Our documentary on struggle and hope for youth in remote Indigenous communities, which brought Justin Trudeau to Shoal Lake 40, is now an immersive and interactive experience.
Back in April, VICE travelled to Shoal Lake 40 and Cross Lake, two isolated Indigenous communities in Canada's north. The people of Cross Lake were dealing with a wave of suicides, while many First Nations across the country were suffering from a lack of clean drinking water—some living under boil water advisories for decades. The resulting documentary,Cut-Off, highlighted both the struggle and hope in these communities. As part of the doc, we brought Canada's newly elected Prime Minister Justin Trudeau face-to-face with these realities during an historic visit to Shoal Lake 40.
The Cut-Off interactive 360 VR documentary brings viewers further into the lives and landscapes of Shoal Lake 40 and Cross Lake, giving users 100 different ways to experience the people we met and the communities in which they live. As Cut-Off host Sarain Carson-Fox explains, "The audience is given the opportunity to see exactly how Prime minister Justin Trudeau reacts to being fully immersed in Shoal Lake 40, bearing witness to the effects of a broken relationship between First Nations peoples and the government, and what that means for the daily lives of Indigenous people across Canada."

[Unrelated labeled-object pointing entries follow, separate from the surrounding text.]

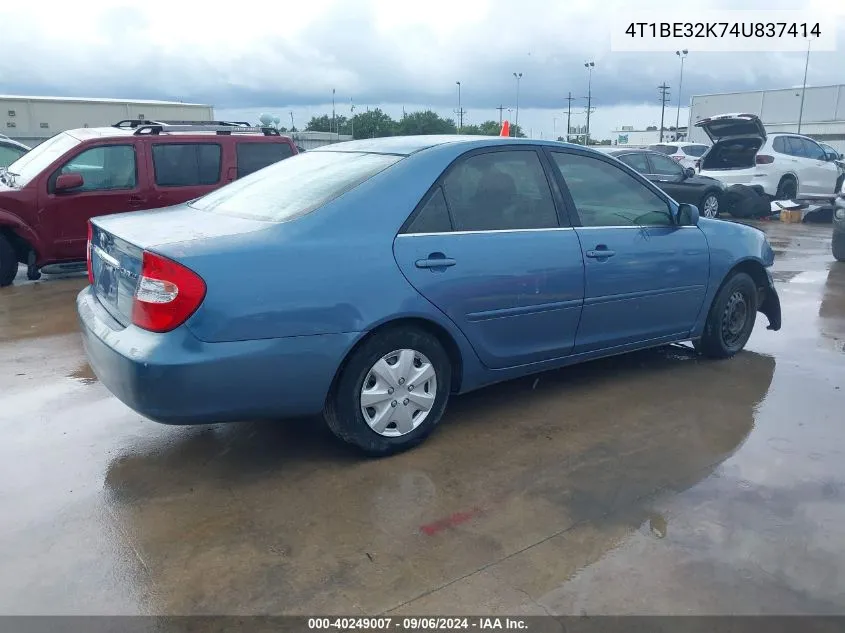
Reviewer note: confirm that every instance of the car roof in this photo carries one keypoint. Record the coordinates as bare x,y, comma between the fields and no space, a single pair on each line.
407,145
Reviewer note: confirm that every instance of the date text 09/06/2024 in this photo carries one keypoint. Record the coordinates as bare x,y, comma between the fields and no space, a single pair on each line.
417,624
724,29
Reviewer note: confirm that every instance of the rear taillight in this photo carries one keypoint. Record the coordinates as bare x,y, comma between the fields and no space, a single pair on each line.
88,254
167,294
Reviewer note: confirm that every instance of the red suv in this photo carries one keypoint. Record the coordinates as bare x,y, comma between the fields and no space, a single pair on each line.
48,194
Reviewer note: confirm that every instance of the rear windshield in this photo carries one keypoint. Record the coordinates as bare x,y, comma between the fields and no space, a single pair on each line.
295,186
666,149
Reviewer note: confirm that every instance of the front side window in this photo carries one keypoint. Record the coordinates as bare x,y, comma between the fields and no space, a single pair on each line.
663,166
104,168
186,164
605,195
637,162
500,191
296,186
255,156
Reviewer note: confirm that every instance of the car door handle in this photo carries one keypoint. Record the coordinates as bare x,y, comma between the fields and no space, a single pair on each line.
435,260
600,252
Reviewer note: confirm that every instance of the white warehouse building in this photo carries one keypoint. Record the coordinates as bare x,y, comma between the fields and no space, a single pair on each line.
32,120
822,118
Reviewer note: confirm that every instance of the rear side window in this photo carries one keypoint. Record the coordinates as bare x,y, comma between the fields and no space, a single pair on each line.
500,191
294,187
255,156
433,217
186,164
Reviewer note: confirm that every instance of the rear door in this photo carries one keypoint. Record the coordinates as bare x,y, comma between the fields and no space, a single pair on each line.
113,183
488,248
184,170
645,276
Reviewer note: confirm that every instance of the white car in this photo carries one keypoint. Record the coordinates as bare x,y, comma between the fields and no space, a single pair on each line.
784,166
686,154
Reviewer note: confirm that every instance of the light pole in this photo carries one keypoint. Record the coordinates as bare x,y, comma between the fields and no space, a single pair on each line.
804,85
682,54
589,66
460,109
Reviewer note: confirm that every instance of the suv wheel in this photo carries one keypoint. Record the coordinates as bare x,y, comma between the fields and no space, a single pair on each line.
391,392
787,188
8,262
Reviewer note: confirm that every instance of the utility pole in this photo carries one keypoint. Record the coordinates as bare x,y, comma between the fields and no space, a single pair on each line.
569,115
804,85
664,98
682,54
460,110
589,66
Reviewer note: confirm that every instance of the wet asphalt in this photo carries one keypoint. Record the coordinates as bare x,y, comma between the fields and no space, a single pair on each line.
653,483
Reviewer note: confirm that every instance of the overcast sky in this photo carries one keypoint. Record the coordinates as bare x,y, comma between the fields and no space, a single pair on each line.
288,56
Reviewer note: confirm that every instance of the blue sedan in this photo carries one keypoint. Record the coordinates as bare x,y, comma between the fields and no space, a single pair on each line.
368,281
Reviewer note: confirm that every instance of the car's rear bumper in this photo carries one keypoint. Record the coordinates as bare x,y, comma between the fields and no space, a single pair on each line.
175,378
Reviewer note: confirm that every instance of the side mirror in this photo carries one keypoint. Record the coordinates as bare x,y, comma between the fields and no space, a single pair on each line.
687,215
68,182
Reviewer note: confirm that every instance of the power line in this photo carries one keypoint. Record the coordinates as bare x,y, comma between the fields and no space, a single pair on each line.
664,99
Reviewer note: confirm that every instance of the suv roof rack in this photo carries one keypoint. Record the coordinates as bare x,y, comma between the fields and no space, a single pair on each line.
223,128
136,123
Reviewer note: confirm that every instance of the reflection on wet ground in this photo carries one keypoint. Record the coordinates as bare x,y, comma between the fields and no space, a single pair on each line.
651,483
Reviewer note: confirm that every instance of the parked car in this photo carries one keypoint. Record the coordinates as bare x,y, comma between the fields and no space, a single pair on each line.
393,272
783,166
837,243
49,193
681,183
10,151
687,154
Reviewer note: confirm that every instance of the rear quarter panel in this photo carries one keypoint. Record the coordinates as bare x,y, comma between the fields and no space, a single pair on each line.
730,244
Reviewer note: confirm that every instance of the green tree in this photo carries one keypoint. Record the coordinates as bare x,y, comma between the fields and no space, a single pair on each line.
425,122
373,123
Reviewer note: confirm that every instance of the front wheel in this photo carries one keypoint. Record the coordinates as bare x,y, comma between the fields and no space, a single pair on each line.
731,318
710,205
391,392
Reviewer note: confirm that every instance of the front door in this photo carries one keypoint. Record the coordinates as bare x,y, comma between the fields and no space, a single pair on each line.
112,183
645,276
487,248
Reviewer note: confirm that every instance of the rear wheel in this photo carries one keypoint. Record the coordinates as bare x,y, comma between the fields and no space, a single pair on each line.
8,262
787,188
731,318
710,205
391,392
838,245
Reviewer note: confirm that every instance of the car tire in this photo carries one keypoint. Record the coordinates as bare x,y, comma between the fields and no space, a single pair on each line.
837,245
787,189
8,262
713,199
392,424
731,318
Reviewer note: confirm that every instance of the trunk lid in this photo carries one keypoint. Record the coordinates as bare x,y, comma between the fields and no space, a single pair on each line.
724,126
118,243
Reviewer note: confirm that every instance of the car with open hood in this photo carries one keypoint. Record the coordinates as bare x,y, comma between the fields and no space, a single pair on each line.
783,166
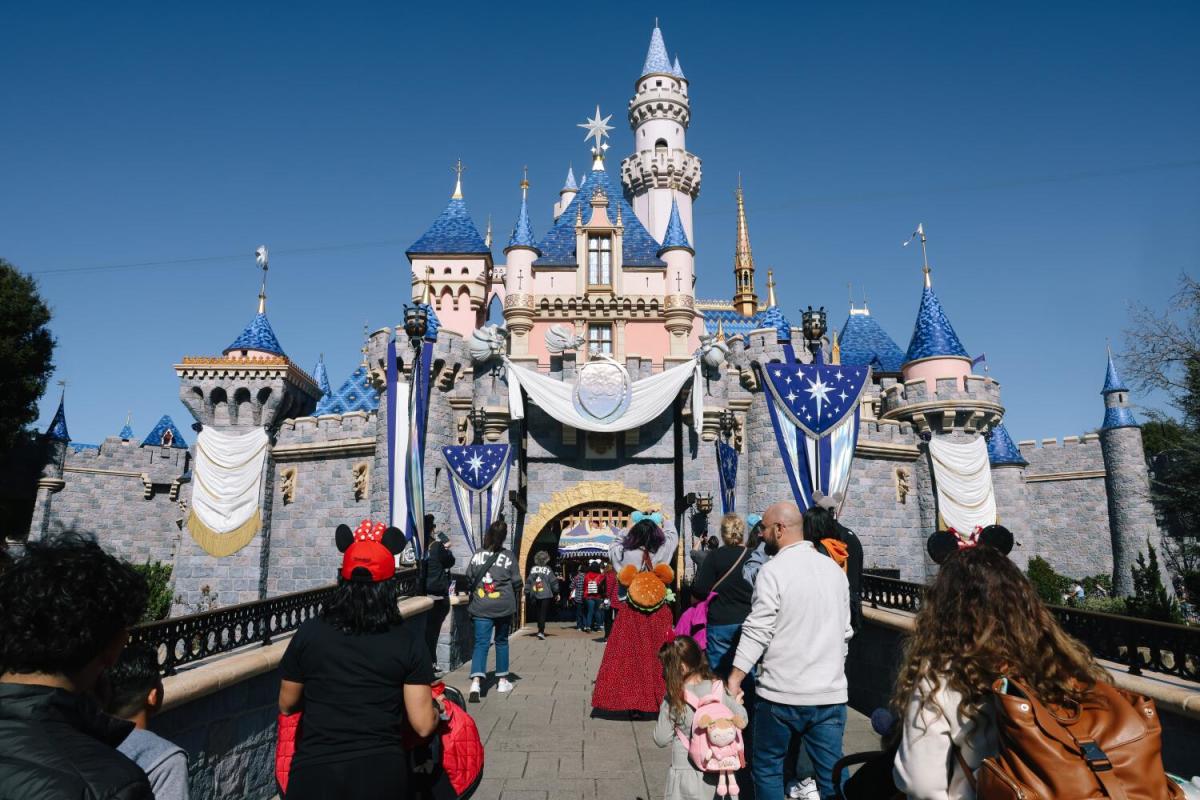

"The first time I have ever experienced VR was when I screened Cut-Off," says Carson-Fox. "I put the headset on with no idea what to expect, and then I was there, in Shoal Lake 40. I found myself looking for all the details, because I could in fact see everything in VR that I saw that day. It's a total trip to be fully immersed in that way."Occupied VR director J. Lee Williams, who developed the Cut-Off experience, says that they developed a "Gaze Triggering System that allows users to customize their experience and create a viewing path that is based on their interests. The story expands and contracts and can run anywhere from 11-20 mins."
"I have a very strong reaction when I watch this film," adds Carson-Fox. "It's so hard to look into the eyes of the young people. You can see the effects of this abuse, the inter-generational trauma. But you can also see the light, the determination and the resilience. It is because of this, beauty, this courage and this strength that I was able to tell my story as well. Together, we are honouring our past to bring change for a brighter future, not only for the first peoples of this land, but for all Canadians."